4. Thick wire pear shaped whisk. Sometimes called a "French whisk," as opposed to what I'm not certain. I've also heard thin wire whisks called French whisks. This is the whisk you use to beat batters and sauces into submission. It will not put air or volume into a mix -- it's a bad choice for beating egg yolks to make a cake for instance. However, it's will cream the heck out of butter and creamcheese. It's the tool that beats a roux based sauce into shape. This is one of those "pro" tools that hasn't really made it into the home kitchen but is part of the "saucier's craft" (could I possibly be more pretentious?). If you ever get one, you'll wonder how you lived without it.

5. Flat whisks are good stirrers, but not much at getting air into stuff, or mixing stiff batters, or "enhanced incorporation" as the CIA cooks call it. You can get them with shapes that go into corners, too. They're the new "hot whisk," and all the girls and fellas want one. They're not essential cooking tools though. Nos. 2 and 4 are.

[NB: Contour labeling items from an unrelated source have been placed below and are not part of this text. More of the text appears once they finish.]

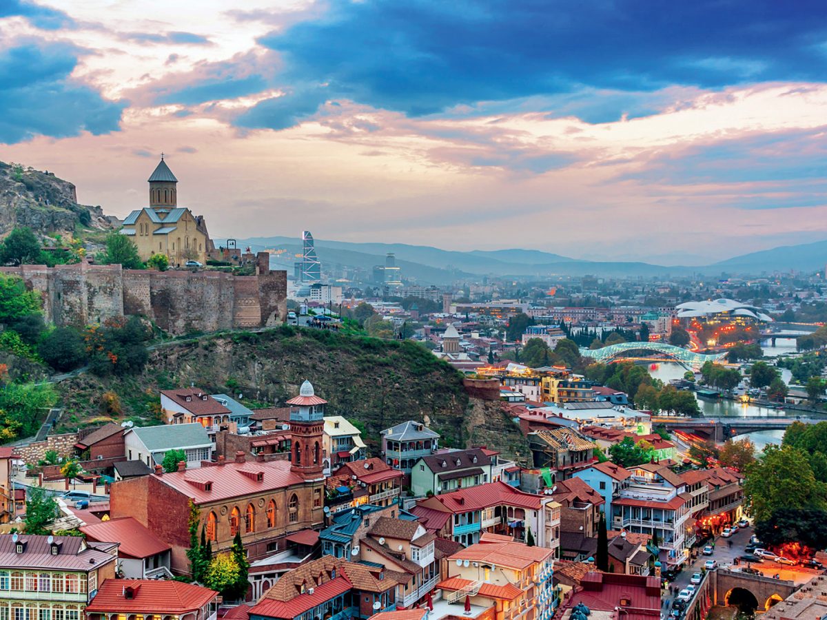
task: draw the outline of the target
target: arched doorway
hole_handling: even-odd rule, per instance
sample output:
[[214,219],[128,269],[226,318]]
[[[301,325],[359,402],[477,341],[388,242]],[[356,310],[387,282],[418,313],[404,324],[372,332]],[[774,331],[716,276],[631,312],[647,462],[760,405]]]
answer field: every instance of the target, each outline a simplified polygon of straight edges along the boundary
[[755,594],[743,588],[733,588],[726,593],[724,601],[727,605],[737,607],[742,613],[753,615],[758,608],[758,599]]

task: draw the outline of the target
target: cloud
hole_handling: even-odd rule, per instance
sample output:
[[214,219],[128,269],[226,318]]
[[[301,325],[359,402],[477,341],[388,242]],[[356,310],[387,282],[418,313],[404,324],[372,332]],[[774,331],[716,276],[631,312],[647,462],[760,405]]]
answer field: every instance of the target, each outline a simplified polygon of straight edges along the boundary
[[[819,2],[775,0],[334,3],[318,19],[259,40],[282,55],[284,88],[297,93],[259,103],[239,124],[283,128],[315,112],[310,99],[417,117],[563,95],[550,101],[550,113],[600,122],[650,114],[663,103],[647,93],[672,85],[823,80],[827,56],[813,44],[824,13]],[[594,101],[607,92],[614,100]]]
[[32,26],[42,30],[68,28],[74,21],[66,13],[48,7],[42,7],[26,0],[0,1],[0,19],[2,17],[26,17]]
[[0,50],[0,142],[116,131],[126,102],[104,99],[70,79],[78,48],[28,42]]

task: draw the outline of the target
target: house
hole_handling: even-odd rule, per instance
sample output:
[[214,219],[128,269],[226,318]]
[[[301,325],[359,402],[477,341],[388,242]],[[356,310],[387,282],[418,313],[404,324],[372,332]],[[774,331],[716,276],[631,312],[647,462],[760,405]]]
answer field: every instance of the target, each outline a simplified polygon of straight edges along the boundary
[[172,577],[171,547],[132,517],[101,521],[79,529],[92,542],[120,542],[116,572],[127,579]]
[[603,511],[607,515],[612,514],[612,498],[617,495],[622,488],[629,484],[632,472],[620,465],[614,465],[610,460],[603,463],[592,463],[588,467],[578,470],[571,474],[573,478],[579,478],[603,497]]
[[[81,431],[74,448],[81,460],[99,461],[102,467],[111,467],[124,459],[124,428],[120,424],[109,422],[103,427]],[[90,469],[87,465],[86,469]]]
[[164,462],[170,450],[183,450],[188,469],[201,466],[213,459],[215,447],[207,431],[198,422],[189,424],[133,427],[124,433],[124,447],[128,460],[140,460],[148,467]]
[[[332,512],[369,503],[390,506],[399,502],[403,474],[381,459],[342,465],[326,480]],[[345,489],[347,488],[347,491]]]
[[529,433],[528,446],[534,466],[554,470],[560,478],[570,478],[575,471],[597,462],[595,445],[565,427]]
[[482,448],[423,456],[411,471],[411,492],[421,497],[491,481],[491,457]]
[[[305,381],[289,401],[292,459],[249,461],[237,452],[233,461],[219,458],[206,466],[155,473],[115,483],[111,516],[135,517],[172,546],[174,572],[186,573],[190,500],[198,510],[198,531],[205,528],[214,553],[228,550],[237,532],[250,560],[286,549],[287,537],[299,530],[320,529],[323,522],[322,427],[325,401]],[[166,427],[171,430],[174,427]]]
[[361,432],[342,416],[324,418],[323,447],[330,460],[327,475],[342,463],[365,458],[367,447],[361,439]]
[[410,483],[414,465],[439,448],[439,434],[421,422],[409,420],[382,431],[381,434],[385,462],[405,475],[405,484]]
[[79,537],[0,535],[0,618],[83,620],[99,584],[115,577],[117,552],[117,543]]
[[463,545],[486,532],[525,541],[530,531],[538,546],[560,546],[560,504],[502,481],[420,499],[410,512],[428,532]]
[[470,603],[490,610],[491,620],[533,620],[551,606],[553,558],[549,549],[519,542],[479,542],[448,558],[437,588],[457,608],[452,616],[462,618]]
[[160,408],[170,424],[198,422],[208,431],[229,429],[232,412],[198,388],[165,389],[160,393]]
[[171,579],[107,579],[87,606],[86,620],[137,616],[215,620],[218,610],[218,593],[194,584]]
[[396,608],[396,584],[381,566],[323,556],[282,575],[252,607],[250,618],[368,618]]

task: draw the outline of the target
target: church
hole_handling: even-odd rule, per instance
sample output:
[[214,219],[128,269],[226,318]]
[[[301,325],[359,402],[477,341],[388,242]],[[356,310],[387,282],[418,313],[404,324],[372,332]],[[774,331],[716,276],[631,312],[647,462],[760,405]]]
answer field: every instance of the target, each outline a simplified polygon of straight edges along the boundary
[[165,254],[171,266],[188,260],[202,265],[213,250],[203,216],[178,206],[178,179],[161,155],[149,178],[150,206],[136,209],[123,221],[122,235],[127,235],[138,247],[141,260],[155,254]]

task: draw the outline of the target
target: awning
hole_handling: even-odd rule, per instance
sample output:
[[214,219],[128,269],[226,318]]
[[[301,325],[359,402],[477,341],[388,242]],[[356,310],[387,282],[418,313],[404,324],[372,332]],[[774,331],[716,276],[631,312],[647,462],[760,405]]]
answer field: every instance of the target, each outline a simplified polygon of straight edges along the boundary
[[313,546],[318,542],[318,532],[316,530],[299,530],[288,534],[287,540],[290,542],[295,542],[297,545]]

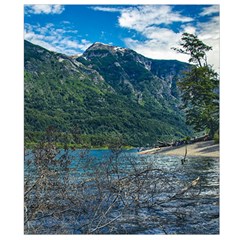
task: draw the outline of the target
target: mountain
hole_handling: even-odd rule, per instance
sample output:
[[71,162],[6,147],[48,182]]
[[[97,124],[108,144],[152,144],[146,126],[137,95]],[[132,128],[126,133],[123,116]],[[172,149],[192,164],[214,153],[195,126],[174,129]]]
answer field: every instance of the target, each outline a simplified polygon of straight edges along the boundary
[[176,87],[188,66],[102,43],[69,57],[25,41],[25,142],[39,141],[49,126],[93,146],[188,135]]

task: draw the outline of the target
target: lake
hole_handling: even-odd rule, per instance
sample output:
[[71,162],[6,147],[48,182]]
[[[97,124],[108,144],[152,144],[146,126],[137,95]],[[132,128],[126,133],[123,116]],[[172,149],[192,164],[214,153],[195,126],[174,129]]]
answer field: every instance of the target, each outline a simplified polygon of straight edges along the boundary
[[[68,181],[84,199],[87,212],[61,216],[70,233],[219,234],[219,159],[194,157],[182,164],[179,156],[138,155],[136,149],[75,150],[67,157]],[[25,161],[29,159],[31,154]],[[25,166],[25,177],[34,179],[36,164]],[[84,189],[79,187],[83,181]],[[70,187],[68,194],[77,201]],[[32,226],[43,224],[39,219],[33,219]],[[49,233],[44,228],[59,221],[45,218],[42,232]]]

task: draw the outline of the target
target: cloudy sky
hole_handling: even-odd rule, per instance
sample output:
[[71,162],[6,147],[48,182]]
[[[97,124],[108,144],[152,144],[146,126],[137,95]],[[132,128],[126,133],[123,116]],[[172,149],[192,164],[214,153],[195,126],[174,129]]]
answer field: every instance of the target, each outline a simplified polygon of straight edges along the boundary
[[209,63],[219,70],[219,5],[25,5],[24,22],[26,40],[67,55],[102,42],[187,61],[171,48],[193,33],[213,47]]

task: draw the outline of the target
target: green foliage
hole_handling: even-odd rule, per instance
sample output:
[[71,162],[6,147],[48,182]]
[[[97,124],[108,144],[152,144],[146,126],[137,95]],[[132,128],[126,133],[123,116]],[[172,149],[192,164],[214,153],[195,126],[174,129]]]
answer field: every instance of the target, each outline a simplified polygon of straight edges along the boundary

Invest in a good pepper grinder.

I shop wherever I see this stuff at BB&B, dollar stores, thrift shops, flea markets, brick and mortar restaurant supplies, online cookware suppliers, online restaurant supplies, and so on. I keep looking 'til I find something that looks good.

Just some thoughts,
BDL


----------



## maryb (Mar 21, 2008)

I use Penzey's except for some dried chili's that they don't carry. I tried American Spice and I wasn't impressed with their freshness.


----------



## oldschool1982 (Jun 27, 2006)

Penzey's works for me too. I'm not sure if they do wholesale anymore but there's also a place in Atlanta I used for everything called Sydney's Spices. 
Sidney's Spices, Atlanta, GA : Reviews and maps - Yahoo! Local
No web site but the link above has their number.


----------



## shel (Dec 20, 2006)

So, which is best for whisking:


> eggs for omelets and scrambles;
> vinaigrette;
> mayonnaise?


scb


----------



## boar_d_laze (Feb 13, 2008)

> A few eggs in a small bowl? Toy whisk or fork. More eggs, bigger bowl? Thin wire, pear-shaped.
> Small bowl, toy whisk. If you really want an emulsion use a large enough bowl for your thin wire, pear shaped. You want the handle because you need a lot of speed and a fair amount of whisking.
> Thin wire, pear shaped, same reasons in no trump.


scb[/quote]


----------



## boar_d_laze (Feb 13, 2008)

> A few eggs in a small bowl? Toy whisk or fork. More eggs, bigger bowl? Thin wire, pear-shaped.
> Small bowl, toy whisk. If you really want an emulsion use a large enough bowl for your thin wire, pear shaped. You want the handle because you need a lot of speed and a fair amount of whisking.
> Thin wire, pear shaped, same reasons in no trump.
> 
> BDL


----------



## pastaguy (Sep 20, 2010)

Another suggestion for quality spices and seasonings is Fort Worth's own Pendery's World of Chiles and Spices. They also have an online catalog, so you can order from anywhere in the country. They might be worth checking out.


----------



## vohrtex (Apr 21, 2009)

Kalustyan's is great, although I've been there in person and not online. A great selection, and more than McCormick can shake a stick at. While they have great spice mixes, if you are going for long term I would always advise the whole spices.


----------